One of the advantages of purchasing my trainers from Sweatshop was that it entitled me to a free online training package through Full Potential. At first, I was reluctant to sign up. I thought it was either going to be too advanced and not cater for mediocre 5k’ers like me, or too simplistic and bore the hell out me.
The last training plan I tried to complete was the basic one on the Race For Life website. I’m sure it’s a great way of building up stamina if you’re new to running, but I needed something that was going to push me a little bit more.
Anyway, having put my trainers to the test (you can see the results here) and then having managed a steady 5k a few days later with hubby in tow, I figured it wouldn’t hurt to download my personalised plan. I logged onto the Full Potential website and signed up. Even if you don’t opt for a training plan (a 5k plan costs between £30 and £50 usually) there’s still some great nuggets of advice contained within the site, so it’s worth a look if you’re interested in running.
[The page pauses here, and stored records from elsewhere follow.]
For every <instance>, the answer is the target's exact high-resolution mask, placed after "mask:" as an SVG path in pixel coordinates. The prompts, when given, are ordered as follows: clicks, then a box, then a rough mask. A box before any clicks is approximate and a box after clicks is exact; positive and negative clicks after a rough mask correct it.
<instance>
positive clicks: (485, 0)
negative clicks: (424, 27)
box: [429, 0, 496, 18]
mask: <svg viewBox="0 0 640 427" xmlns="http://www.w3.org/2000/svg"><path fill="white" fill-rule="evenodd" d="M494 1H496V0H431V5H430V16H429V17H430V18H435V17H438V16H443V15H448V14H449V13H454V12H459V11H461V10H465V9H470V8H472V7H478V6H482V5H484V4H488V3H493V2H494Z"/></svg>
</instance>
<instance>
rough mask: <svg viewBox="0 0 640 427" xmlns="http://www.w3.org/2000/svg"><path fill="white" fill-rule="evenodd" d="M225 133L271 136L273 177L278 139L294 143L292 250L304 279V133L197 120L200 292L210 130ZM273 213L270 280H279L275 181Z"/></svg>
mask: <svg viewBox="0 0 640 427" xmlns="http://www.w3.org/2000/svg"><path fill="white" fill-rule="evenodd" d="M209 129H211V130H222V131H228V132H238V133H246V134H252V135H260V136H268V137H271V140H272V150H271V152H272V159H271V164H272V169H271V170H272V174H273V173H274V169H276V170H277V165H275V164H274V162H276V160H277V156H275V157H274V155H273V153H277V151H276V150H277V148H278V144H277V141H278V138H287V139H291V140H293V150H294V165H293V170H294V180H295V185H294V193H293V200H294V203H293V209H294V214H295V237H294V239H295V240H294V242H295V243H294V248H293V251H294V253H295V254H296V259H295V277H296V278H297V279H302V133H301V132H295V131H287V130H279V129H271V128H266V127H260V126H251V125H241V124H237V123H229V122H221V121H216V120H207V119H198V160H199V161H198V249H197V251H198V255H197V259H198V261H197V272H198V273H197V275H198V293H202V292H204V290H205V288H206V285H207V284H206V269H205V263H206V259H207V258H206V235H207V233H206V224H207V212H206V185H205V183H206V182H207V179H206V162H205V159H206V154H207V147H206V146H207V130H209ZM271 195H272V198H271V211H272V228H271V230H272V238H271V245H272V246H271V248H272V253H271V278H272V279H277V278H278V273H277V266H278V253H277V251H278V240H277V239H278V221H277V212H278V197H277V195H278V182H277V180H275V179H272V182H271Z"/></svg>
Completing the questionnaire in order to receive my training plan was a challenge in itself. My training has been stop/start to say the least, which made answering some of the questions problematic – do I base that on a good week, or a bad week? Hmmm. Anyway, I added in the time that I completed my last Race For Life in and included my target time for this year, along with some other details, entered my voucher code and hit submit.
The next day a friendly email pinged into my inbox with my training plan attached and I have to say it’s inspired me. There’s a mixture of different types of run – recovery run, long run, steady effort run (the Full Potential website explains this terminology to ensure you’re running to the correct exertion level) and some cross training and interval training to boot. The plan is spread over eight weeks – whereas I have just three weeks until my event – even so, I feel hopeful that following this plan will help me to improve my running and hopefully help to push me to the next level. After all, when I first started running I could barely manage a mile. Now I can just about do three. So maybe my next goal should be a 10k..?
I’ll be putting the training plan to the test this week and I’ll report back with my findings. Wish me luck!